From your patients’ perspective now that you’re open again, their priority is to ensure their dental health hasn’t been adversely affected by lockdown.
They may also be more interested in undertaking cosmetic treatment. This is due to the introduction of new communication methods such as Zoom, making appearance more of a focus point.
So, some patients will look to book in as soon as they can.
If booking in all these appointments feels overwhelming, it may provide some comfort to know you’re not alone.
What’s more, there’s a simple three-step strategy that will help keep your patients happier. It will also help your team deal with those who are at risk of making a complaint if not dealt with swiftly.
1. Be open and honest
Your greatest strength as a dental practice is your relationship with your patients. They trust you as their healthcare provider.
As a profession, it’s important to remember that patients may not necessarily understand why they have to wait for their appointments.
Let them know in simple terms about the fallowing of surgeries. The triaging of emergency and priority patients, and the impact this has on appointment availability.
It’s easy to fall into the routine of telling patients what’s happening. For example, that you can’t book their appointment for a few weeks. But you’re not fully explaining why this is the case.
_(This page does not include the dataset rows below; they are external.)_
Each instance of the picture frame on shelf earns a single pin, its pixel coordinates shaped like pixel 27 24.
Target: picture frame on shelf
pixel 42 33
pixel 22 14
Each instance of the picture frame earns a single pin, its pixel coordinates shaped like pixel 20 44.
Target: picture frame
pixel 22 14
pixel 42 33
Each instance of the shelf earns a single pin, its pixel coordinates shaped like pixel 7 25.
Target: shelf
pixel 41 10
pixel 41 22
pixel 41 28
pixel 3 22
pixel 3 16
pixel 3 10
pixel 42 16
It’s an understandable occurrence. Particularly when you have a full day of tasks and calls to deal with.
Spending extra time with these patients to explain your circumstances plainly will save you time in the long run. Rather than dealing with follow-up calls from patients. Or worse, complaints from those who aren’t happy with waiting.
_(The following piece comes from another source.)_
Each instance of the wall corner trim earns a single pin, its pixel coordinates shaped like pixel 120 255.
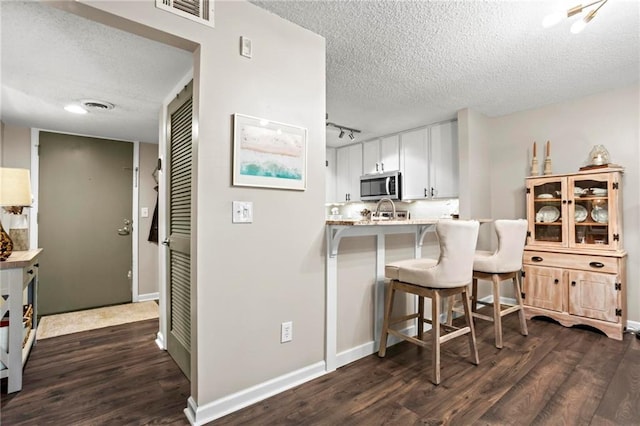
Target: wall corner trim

2. Communicate clear timeframes
One of the most triggering elements of communication is not giving a clear timeframe in which they will be seen. Or at least contacted with an update.
Understandably, this is quite a difficult area for practices across the UK to advise on due to the uncertainty of COVID-19 and the resulting code of practice, which is subject to change.
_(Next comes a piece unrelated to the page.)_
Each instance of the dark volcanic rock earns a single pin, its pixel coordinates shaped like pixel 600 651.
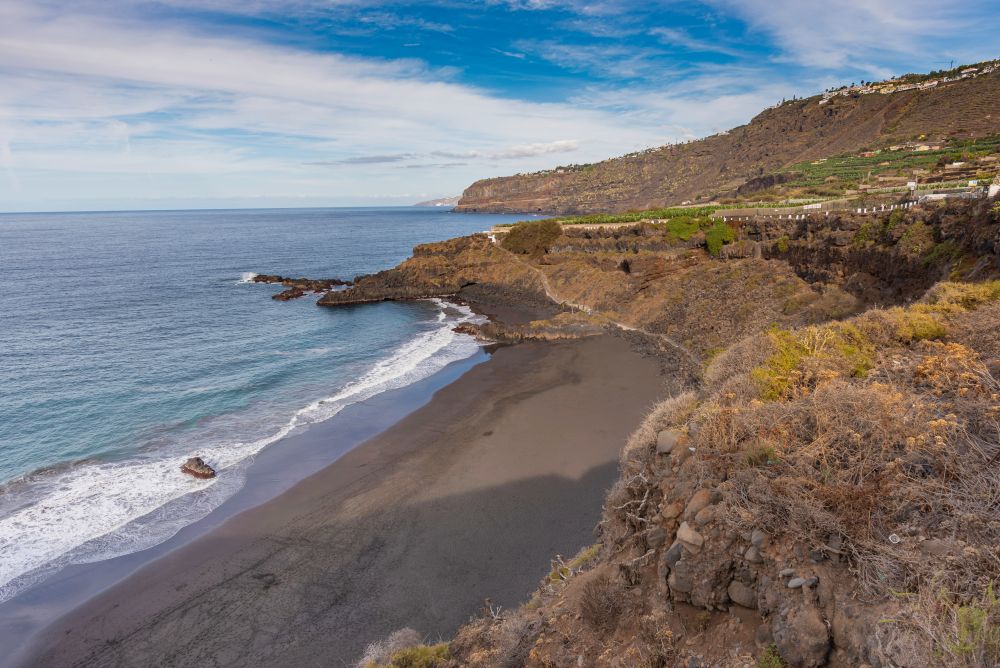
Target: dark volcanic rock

Team members may fall into the trap of agreeing to patient demands of shortened waiting times when it’s simply unrealistic to deliver. While it’s good to convey optimism to patients, it’s also vital to be a realist.
Saying ‘no’ is a daunting prospect. Particularly when you can foresee the dissatisfaction it might bring.
Try phrases that use positive language when patients are trying to push their agenda. Such as: ‘Unfortunately, due to the restrictions we’re under, we can’t currently offer an appointment any sooner. I can see you’re eager to book your appointment as soon as possible. If there’s an earlier appointment slot that becomes available, I’ll let you know.’
Here, you’ve validated your patient’s preference. You explained why you can’t facilitate that for them at present and also offered to do what you can to achieve what they want if the possibility arises. It’s not a flat ‘no’.
Obsequious communication is ultimately more damaging when it comes to a point that you can’t meet demand. So set their expectation from the outset clearly and concisely.
3. Follow up regularly
With the fluidity of the restrictions in place, it’s important for the team to keep patients informed of any changes that may affect them.
You can take this one step further simply by following up to see how patients are getting on. Let them communicate any issues or anxieties they’re having while they’re on the waiting list to see you.
It gives you the opportunity to pre-empt any problems. And it will impress your patients that you’re willing to go the extra mile to look after them.
Following up is a particularly important strategy for any patients that you feel are at risk of complaining. Or patients that perhaps weren’t satisfied after the first two strategies of communication when trying to book their appointment.
Make sure you’re still asking for feedback during this period. It is tempting to avoid this process during unprecedented times. Feedback may seem unreasonable or impossible to resolve. However, it may give you easy wins in terms of introducing new processes that help with patient experience.
The key to navigating patient expectations during these uncertain times is all about good communication and moving swiftly to prevent or deal with patient dissatisfaction.
Put processes in place to support your team in carrying out their duties so they understand what you expect from them.
You’ll be surprised at how reasonable your patients will be when time is taken to fully explain your situation and that you’re working hard to ensure you will see them as soon as possible.